Nov 6 13:12:33 secsrv adclient[6432]: DEBUG <54 ms-rpc="" user="" authentication=""> com.centrify.smb.smbclient SMB abort connect

\\nt1.uni-rostock.de\IPC$

Nov 6 13:12:33 secsrv adclient[6432]: DEBUG <54 ms-rpc="" user="" authentication=""> network.state NST:reportFailure: nt1.uni-rostock.de

Nov 6 13:12:33 secsrv adclient[6432]: DEBUG <54 ms-rpc="" user="" authentication=""> smb.rpc.rpcwrap ExceptionToWinCode: 0x10002

Nov 6 13:12:33 secsrv adclient[6432]: DIAG <54 ms-rpc="" user="" authentication=""> smb.rpc.rpcwrap Netlogon secure channel failed: (dcName=nt1.uni-rostock.de) (ntStatus=0x10002)

Nov 6 13:12:33 secsrv adclient[6432]: DEBUG <54 ms-rpc="" user="" authentication=""> util.except (cims::RPC) : Get Netlogon Secure Channel failed: Debugger continued (reference ../smb/rpcclient/rpcwrap.cpp:180 rc: 65538)

Nov 6 13:12:33 secsrv adclient[6432]: DIAG <54 ms-rpc="" user="" authentication=""> daemon.ipclient1 O:netLogonSamLogon - user=nm023 (ntStatus=0xc0000001)

Nov 6 13:12:33 secsrv rt_daemon[5794]: DEBUG lrpc.session O:LRPC::netLogonSamLogon - user=nm023 (rc=9) (ntStatus=0x10002)

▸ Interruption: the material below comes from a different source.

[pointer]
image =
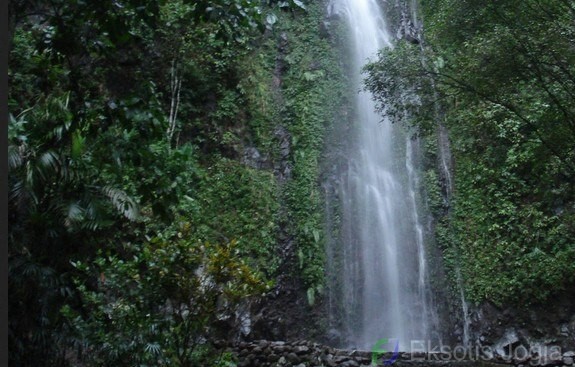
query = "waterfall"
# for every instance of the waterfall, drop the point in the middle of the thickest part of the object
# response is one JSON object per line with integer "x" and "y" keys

Attached you find a debug log.

Greetings

Joerg

wireless wlc · ‎02-28-2013

hi Jeorg,

Did you manage to get ACS5.4 working with AD2012 ? I believe the 5.4.0.46.2 cumulative patch will help to make it work ? Please confirm if this worked.

thanks

Joe

jrabinow · ‎02-28-2013

I can confirm that patch 2 of ACS 5.4 includes support for Windows 2012. Am working to get some additional information included in the read me and release notes. Would be interested to get feedback

timsilverline · ‎03-28-2013

I just upgraded our ACS system to the latest patch level as I ran into this same problem today after we upgraded our last domain controller to 2012.

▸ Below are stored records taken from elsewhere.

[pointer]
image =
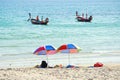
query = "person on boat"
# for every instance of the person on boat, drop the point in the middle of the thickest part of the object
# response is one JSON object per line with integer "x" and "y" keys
{"x": 37, "y": 18}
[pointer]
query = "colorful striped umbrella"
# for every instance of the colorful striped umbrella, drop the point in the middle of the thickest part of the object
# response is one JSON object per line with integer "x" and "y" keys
{"x": 68, "y": 48}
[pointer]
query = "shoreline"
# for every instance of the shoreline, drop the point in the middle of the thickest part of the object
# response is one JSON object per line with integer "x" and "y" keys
{"x": 107, "y": 72}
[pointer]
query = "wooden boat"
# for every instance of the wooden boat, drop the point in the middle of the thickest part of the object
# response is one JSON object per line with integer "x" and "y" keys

After applying the patch I needed to do a full reboot of the system before all of the services would come up but once they did it started working with PEAP again.

tsteeves · ‎04-29-2013

Thanks to Travis for starting this post and all the great suggestions by other posters.

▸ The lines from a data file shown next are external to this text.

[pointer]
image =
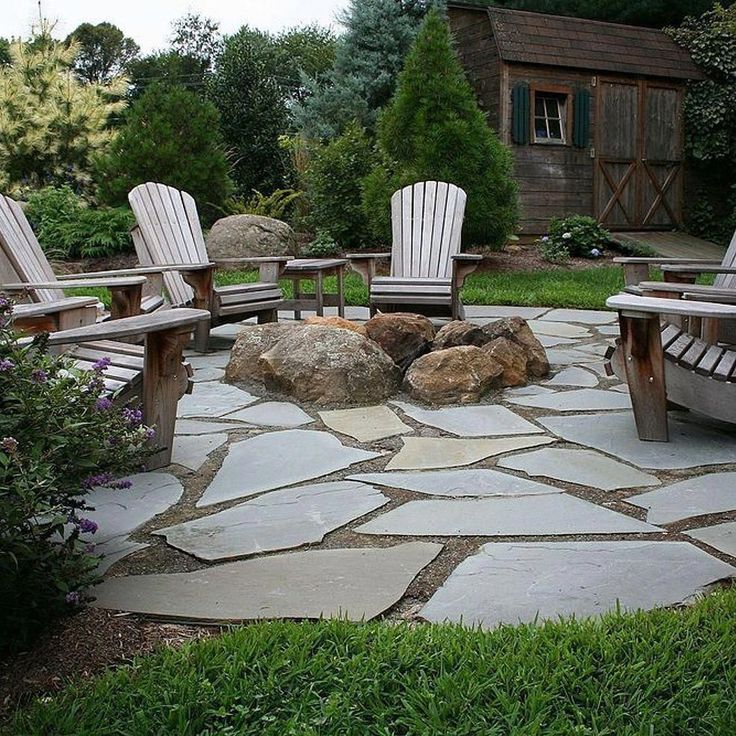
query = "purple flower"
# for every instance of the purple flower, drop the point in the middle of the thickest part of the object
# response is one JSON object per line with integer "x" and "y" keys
{"x": 9, "y": 444}
{"x": 86, "y": 526}
{"x": 101, "y": 365}
{"x": 134, "y": 417}
{"x": 39, "y": 376}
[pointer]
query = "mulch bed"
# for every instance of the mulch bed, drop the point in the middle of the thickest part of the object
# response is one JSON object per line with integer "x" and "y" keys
{"x": 81, "y": 646}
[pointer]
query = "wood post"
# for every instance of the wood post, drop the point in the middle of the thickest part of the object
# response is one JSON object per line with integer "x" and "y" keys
{"x": 162, "y": 381}
{"x": 644, "y": 363}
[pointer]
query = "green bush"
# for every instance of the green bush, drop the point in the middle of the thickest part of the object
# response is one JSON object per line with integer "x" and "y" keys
{"x": 323, "y": 246}
{"x": 333, "y": 180}
{"x": 433, "y": 129}
{"x": 170, "y": 136}
{"x": 574, "y": 235}
{"x": 60, "y": 436}
{"x": 67, "y": 227}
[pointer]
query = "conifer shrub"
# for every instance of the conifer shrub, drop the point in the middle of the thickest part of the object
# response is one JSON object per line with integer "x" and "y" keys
{"x": 171, "y": 136}
{"x": 433, "y": 129}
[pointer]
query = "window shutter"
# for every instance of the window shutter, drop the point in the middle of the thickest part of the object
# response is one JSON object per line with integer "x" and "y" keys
{"x": 581, "y": 118}
{"x": 520, "y": 114}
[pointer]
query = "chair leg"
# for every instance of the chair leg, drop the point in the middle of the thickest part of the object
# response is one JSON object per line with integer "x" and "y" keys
{"x": 162, "y": 382}
{"x": 644, "y": 364}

Our site was running AD 2008 with 2012 schemas. We authenticate wireless and VPN clients against AD via ACS 5.4.0.46.0.

AD was upgraded to 2012 in 2008 functionality mode. Wireless EAP authentications began failing, VPN still worked.

ACS logs showed: Failed Authentication Reason 24444 Active Directory operation has failed because of an unspecified error in the ACS

After much consternation we found this post. Installled 5.4.0.46.2 cumulative patch and wireless authentications started working properly again. Our server guy indicated there may be a different kerberos encryption method in AD 2012 (AES?). Not sure.

Thanks again for the very valuable info.